資料を閉じた岩崎は、余裕のある口調で言った。

「特にありません」

その瞬間、二人の視線が紬に向けられる。
冷ややかな沈黙が、わずかに肌を撫でたような感覚。
逃げ場のない視線――それにさらされる中で、次の瞬間、自分の口から出た言葉に、紬自身が驚いた。

「わ、私も……特にありません」

震えていた。露骨に。
自分の声が、音として耳に届いたとき、顔が熱くなった。
まるで仕事にも感情にも、なにもかもに負けているようで。

(……どう思われたんだろう)

一条に。
冷静沈着で、感情の起伏をあまり見せない彼に――こんな場で、声を震わせるような自分を。

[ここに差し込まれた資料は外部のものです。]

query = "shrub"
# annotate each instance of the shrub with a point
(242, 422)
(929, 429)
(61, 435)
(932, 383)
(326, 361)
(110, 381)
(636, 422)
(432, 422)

(仕事中に感情出すなんて、ダメなやつって思われたかもしれない)

応接室に、妙な静けさが流れる。
数秒にも感じられたその時間のあと、岩崎が立ち上がった。

「それでは今日はこのへんで、失礼します」

言葉とともに、ほんの一瞬だけ紬のほうをちらりと見た。
その視線は、まるで「何も言うな」と告げる無言の圧力のようだった。

紬は立ち上がり、その背を追おうとした。

「――成瀬さん」

一条の声に足が止まる。

「先ほど、メールでご相談いただいた案件について、追加で確認したいことがあります。今、お時間があれば、こちらで確認いただいてもよろしいですか」

その瞬間、紬の頭の中に、クエスチョンが浮かんだ。
メール? 今日、一条には何も送っていない。
喫緊で確認が必要な案件も――思い当たらない。

「……え?」

思わず声が漏れたその時、一条は自然な仕草で席を立ち、軽く手招きした。

「執務室で、詳しく。少しお時間いただけますか」

その表情はいつもと変わらず淡々としていたが、目だけが何かを伝えようとしていた。
――早く来い、と。問い詰めるのではなく、助けようとするような、どこか急を要するまなざしで。

戸惑いながらも、紬は深く息を吸い、一歩踏み出した。
助けを求められないまま、凍りついた心が――わずかに、動き出す気がした。